Configuration classes are at the heart of Configr. They define the structure of your configuration using Python's dataclasses and type hints, providing a type-safe approach to configuration management.

Basic Configuration Class

At its simplest, a configuration class is just a dataclass decorated with @config_class:

from configr import config_class


@config_class
class DatabaseConfig:
    username: str
    password: str
    database: str
    host: str = 'localhost'
    port: int = 5432

This class defines a configuration with five fields:

  • host: A string with a default value of localhost (optional)
  • port: An integer with a default value of 5432 (optional)
  • username: A string with no default value (required)
  • password: A string with no default value (required)
  • database: A string with no default value (required)

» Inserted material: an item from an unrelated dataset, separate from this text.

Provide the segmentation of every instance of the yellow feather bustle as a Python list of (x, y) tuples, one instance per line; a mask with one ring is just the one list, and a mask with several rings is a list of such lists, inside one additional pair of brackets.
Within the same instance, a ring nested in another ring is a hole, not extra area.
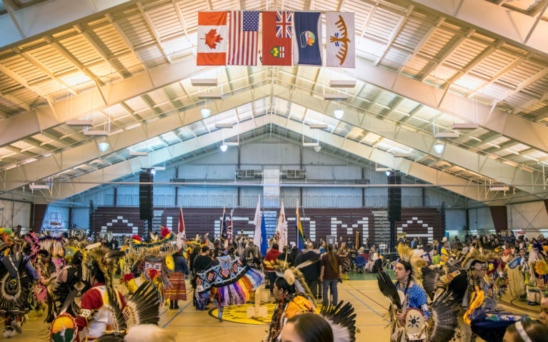
[(462, 268), (465, 270), (470, 269), (470, 266), (474, 261), (487, 263), (487, 261), (492, 261), (496, 258), (496, 254), (489, 252), (482, 253), (479, 249), (475, 248), (474, 251), (467, 254), (464, 260), (462, 261)]

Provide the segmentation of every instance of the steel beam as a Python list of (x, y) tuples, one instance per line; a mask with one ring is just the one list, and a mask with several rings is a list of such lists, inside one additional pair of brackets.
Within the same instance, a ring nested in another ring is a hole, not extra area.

The @config_class Decorator

The @config_class decorator does several things:

  1. It ensures the class is a dataclass (converts it if it's not already)
  2. It adds a _config_file_name attribute to specify which file to load
  3. It sets up the class for proper loading by ConfigBase

Specifying a Custom File Name

By default, Configr will use the snake_case version of the class name as the file name. For example, DatabaseConfig will look for database_config. It will try different extensions based on available loaders (e.g., .json, .yaml, .yml).

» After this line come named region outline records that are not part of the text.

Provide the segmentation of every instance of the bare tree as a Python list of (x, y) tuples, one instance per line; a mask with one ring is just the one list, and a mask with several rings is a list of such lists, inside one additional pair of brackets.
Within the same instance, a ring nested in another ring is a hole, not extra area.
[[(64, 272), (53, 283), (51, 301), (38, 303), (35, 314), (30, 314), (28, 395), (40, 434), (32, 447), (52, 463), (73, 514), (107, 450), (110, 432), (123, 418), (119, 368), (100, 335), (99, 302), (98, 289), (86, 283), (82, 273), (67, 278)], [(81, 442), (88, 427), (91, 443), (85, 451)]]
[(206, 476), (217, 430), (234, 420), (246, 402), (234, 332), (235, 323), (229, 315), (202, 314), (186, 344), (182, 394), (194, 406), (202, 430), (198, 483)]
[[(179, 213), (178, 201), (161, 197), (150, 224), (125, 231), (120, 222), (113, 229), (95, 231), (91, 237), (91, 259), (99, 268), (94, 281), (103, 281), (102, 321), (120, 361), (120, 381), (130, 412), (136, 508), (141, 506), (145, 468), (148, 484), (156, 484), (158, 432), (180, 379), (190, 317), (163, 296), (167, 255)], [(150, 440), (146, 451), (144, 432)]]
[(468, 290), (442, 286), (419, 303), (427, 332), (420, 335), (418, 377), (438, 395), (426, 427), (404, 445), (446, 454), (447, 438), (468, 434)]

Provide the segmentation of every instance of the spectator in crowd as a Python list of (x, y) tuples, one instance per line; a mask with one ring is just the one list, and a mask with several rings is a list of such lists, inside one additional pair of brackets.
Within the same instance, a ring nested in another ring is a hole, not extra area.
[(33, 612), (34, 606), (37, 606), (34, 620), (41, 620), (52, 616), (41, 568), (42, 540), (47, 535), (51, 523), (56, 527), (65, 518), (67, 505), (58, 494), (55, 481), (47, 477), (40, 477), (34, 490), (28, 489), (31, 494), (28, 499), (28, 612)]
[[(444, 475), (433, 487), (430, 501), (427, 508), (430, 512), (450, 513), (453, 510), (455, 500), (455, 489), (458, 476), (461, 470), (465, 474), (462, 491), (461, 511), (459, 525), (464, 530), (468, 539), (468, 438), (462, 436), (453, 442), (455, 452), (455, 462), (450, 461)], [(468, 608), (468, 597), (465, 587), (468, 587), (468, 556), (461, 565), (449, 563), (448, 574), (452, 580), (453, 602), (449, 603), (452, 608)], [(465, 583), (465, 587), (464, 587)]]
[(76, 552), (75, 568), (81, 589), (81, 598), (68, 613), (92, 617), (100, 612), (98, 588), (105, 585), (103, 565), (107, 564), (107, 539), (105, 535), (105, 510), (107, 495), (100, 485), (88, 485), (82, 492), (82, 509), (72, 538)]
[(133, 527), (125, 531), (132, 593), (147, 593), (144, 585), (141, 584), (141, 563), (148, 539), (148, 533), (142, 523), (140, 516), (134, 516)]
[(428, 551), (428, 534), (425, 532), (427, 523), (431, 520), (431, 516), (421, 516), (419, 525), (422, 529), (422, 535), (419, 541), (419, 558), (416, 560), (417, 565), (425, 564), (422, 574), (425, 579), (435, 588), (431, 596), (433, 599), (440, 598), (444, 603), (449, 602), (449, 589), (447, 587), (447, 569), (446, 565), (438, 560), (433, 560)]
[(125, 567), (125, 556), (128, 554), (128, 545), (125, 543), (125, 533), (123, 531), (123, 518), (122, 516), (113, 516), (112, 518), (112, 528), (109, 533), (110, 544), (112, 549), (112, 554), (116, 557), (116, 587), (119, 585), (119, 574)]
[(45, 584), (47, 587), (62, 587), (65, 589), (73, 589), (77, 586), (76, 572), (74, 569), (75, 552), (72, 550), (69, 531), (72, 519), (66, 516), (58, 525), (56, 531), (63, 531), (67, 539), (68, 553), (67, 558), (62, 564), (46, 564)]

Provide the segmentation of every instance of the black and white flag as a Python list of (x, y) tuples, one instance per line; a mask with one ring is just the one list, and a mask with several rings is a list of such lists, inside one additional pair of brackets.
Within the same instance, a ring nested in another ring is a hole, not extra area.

You can specify a custom file name:

@config_class(file_name="db_settings.yaml")
class DatabaseConfig:
    host: str = 'localhost'
    port: int = 5432
    # ...

Now Configr will look for _config/db_settings.yaml.

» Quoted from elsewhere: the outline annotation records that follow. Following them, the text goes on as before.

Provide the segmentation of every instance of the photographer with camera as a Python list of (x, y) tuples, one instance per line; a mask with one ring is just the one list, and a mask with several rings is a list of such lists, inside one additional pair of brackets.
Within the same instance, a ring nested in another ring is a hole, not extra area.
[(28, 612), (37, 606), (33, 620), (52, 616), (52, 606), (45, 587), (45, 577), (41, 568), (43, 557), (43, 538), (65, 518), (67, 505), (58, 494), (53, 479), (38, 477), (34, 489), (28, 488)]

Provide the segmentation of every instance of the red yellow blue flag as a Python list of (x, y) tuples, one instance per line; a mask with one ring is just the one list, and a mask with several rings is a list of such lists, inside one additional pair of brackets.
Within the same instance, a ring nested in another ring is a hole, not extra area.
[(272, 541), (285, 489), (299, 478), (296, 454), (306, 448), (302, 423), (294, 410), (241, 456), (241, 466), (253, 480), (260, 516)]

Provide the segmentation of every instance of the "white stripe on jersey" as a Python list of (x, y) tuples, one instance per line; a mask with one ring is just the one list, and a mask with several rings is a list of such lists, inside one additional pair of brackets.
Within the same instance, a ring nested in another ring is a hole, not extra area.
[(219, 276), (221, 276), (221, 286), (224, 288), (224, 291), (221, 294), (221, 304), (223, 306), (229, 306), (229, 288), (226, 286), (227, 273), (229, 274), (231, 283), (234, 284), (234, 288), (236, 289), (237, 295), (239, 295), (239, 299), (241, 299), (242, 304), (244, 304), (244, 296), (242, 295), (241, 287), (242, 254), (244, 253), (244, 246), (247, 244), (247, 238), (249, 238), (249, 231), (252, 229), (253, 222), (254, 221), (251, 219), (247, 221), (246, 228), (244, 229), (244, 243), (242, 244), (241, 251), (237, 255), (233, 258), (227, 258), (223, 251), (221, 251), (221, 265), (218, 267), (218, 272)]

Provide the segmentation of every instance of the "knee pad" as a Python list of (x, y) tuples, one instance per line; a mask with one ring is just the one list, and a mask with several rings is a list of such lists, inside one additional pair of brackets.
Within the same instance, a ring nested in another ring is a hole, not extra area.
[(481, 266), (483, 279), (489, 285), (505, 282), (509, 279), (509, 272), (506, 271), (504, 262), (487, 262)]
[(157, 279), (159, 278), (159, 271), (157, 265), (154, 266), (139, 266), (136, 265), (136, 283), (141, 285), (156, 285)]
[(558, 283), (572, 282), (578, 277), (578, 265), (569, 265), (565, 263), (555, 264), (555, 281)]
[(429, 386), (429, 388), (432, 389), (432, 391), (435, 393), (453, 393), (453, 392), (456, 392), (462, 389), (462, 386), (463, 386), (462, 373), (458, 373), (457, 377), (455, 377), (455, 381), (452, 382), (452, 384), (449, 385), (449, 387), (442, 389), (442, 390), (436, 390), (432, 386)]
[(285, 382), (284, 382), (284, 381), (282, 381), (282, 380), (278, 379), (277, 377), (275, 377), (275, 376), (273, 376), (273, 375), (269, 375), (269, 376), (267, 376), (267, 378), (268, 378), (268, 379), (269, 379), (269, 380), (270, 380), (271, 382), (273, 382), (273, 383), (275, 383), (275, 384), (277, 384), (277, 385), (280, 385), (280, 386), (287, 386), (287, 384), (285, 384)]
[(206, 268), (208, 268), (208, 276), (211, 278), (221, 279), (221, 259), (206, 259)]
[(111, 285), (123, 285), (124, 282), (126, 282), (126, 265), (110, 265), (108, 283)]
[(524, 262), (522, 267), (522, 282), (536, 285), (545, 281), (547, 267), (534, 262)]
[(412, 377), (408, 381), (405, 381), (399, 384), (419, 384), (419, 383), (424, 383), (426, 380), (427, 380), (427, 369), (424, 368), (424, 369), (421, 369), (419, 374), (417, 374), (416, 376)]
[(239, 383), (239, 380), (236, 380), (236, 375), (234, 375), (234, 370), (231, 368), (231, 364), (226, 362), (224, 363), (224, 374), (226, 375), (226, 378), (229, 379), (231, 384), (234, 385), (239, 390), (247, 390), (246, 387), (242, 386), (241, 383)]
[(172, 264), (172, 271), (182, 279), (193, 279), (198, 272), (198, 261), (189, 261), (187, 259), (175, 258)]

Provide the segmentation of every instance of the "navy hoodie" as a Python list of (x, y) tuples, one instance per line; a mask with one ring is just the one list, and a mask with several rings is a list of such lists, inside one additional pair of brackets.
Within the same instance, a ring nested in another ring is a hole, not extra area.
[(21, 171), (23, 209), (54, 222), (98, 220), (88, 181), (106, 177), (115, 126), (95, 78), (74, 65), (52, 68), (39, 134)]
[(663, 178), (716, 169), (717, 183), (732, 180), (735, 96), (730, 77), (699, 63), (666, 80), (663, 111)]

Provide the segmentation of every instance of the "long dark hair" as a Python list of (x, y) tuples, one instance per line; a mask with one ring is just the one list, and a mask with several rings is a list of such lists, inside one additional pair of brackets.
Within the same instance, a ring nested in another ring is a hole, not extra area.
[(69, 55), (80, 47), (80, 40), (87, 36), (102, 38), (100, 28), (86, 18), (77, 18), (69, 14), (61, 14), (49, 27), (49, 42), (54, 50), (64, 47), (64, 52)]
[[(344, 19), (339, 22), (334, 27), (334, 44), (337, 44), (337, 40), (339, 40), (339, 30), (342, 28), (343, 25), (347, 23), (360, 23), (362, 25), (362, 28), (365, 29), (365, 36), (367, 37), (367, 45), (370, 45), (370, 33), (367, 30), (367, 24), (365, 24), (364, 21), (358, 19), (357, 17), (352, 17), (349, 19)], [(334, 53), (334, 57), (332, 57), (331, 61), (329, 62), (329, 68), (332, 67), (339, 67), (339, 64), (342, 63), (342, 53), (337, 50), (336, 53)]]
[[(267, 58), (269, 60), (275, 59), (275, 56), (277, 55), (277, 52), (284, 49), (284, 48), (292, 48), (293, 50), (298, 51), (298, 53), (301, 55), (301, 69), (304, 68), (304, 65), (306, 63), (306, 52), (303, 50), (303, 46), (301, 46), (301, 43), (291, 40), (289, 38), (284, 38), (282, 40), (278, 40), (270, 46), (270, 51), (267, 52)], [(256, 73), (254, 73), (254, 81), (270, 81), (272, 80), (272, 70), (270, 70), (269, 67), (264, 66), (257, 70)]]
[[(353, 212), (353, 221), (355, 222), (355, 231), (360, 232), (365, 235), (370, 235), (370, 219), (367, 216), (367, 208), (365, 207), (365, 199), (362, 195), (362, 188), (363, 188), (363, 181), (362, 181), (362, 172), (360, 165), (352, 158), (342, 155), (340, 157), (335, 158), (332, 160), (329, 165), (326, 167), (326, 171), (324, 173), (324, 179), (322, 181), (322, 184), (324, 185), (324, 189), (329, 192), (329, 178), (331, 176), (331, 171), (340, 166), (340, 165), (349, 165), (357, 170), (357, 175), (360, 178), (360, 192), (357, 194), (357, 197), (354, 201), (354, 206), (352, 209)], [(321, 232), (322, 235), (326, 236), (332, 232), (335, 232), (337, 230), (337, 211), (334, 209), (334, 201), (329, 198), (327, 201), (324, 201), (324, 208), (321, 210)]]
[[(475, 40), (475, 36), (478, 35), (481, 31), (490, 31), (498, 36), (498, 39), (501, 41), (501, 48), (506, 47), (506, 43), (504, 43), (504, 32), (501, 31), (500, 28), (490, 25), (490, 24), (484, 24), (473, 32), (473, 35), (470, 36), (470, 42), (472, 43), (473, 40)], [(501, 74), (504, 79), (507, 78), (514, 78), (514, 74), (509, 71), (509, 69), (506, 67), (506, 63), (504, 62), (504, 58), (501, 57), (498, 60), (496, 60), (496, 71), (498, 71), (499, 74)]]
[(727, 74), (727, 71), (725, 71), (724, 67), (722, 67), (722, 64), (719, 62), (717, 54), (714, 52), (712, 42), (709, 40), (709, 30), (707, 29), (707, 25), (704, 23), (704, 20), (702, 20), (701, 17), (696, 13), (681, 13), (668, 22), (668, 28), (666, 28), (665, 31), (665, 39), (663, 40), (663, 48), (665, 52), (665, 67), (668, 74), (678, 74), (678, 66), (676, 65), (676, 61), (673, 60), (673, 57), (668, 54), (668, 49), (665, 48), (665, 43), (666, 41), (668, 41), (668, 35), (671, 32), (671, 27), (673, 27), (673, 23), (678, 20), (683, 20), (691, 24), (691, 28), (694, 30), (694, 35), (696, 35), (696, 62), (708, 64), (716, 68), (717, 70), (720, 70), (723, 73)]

Using with Existing Dataclasses

If your class is already a dataclass, the decorator will preserve that:

from dataclasses import dataclass
from configr import config_class


@config_class  # This works
@dataclass
class AppConfig:
    debug: bool = False
    log_level: str = "INFO"


# Or this way:
@dataclass
@config_class  # This also works
class ServerConfig:
    host: str = 'localhost'
    port: int = 8080

Type Safety and Validation

Configr leverages Python's type hints to provide type safety for your configuration.

Basic Types

You can use all standard Python types:

@config_class
class AppConfig:
    name: str
    version: str
    port: int
    debug: bool
    rate_limit: float
    tags: list
    options: dict
    handler: callable = None

Type Validation

Configr performs strict type validation when loading configuration, ensuring that the values in your configuration file match the expected types:

# _config/app_config.json
{
    "name": "MyApp",
    "version": "1.0.0",
    "port": "8080",  # This is a string, not an int!
    "debug": true,
    "rate_limit": 100.0,
    "tags": ["tag1", "tag2"],
    "options": {}
}

# This will raise a ConfigValidationError when instantiating the dataclass since "port" is a string but should be an int
config = ConfigBase.load(AppConfig)

To add custom validation, use the __post_init__ method in your config class:

from configr import config_class, ConfigValidationError


@config_class
class ServerConfig:
    host: str
    port: int

    def __post_init__(self):
        if self.port < 1024 or self.port > 65535:
            raise ConfigValidationError(f"Invalid port: {self.port}")

Default Values

Specify default values for optional configuration parameters:

@config_class
class AppConfig:
    debug: bool = False
    log_level: str = "INFO"
    max_connections: int = 100
    timeout: int = 30

Fields without default values are considered required and must be provided in the configuration file.

Inheritance

You can use inheritance to create specialized configuration classes:

@config_class
class BaseConfig:
    debug: bool = False
    log_level: str = "INFO"


@config_class
class DevelopmentConfig(BaseConfig):
    debug: bool = True
    database_url: str = "sqlite:///dev.db"


@config_class
class ProductionConfig(BaseConfig):
    log_level: str = "WARNING"
    database_url: str = "postgresql://user:pass@localhost/prod"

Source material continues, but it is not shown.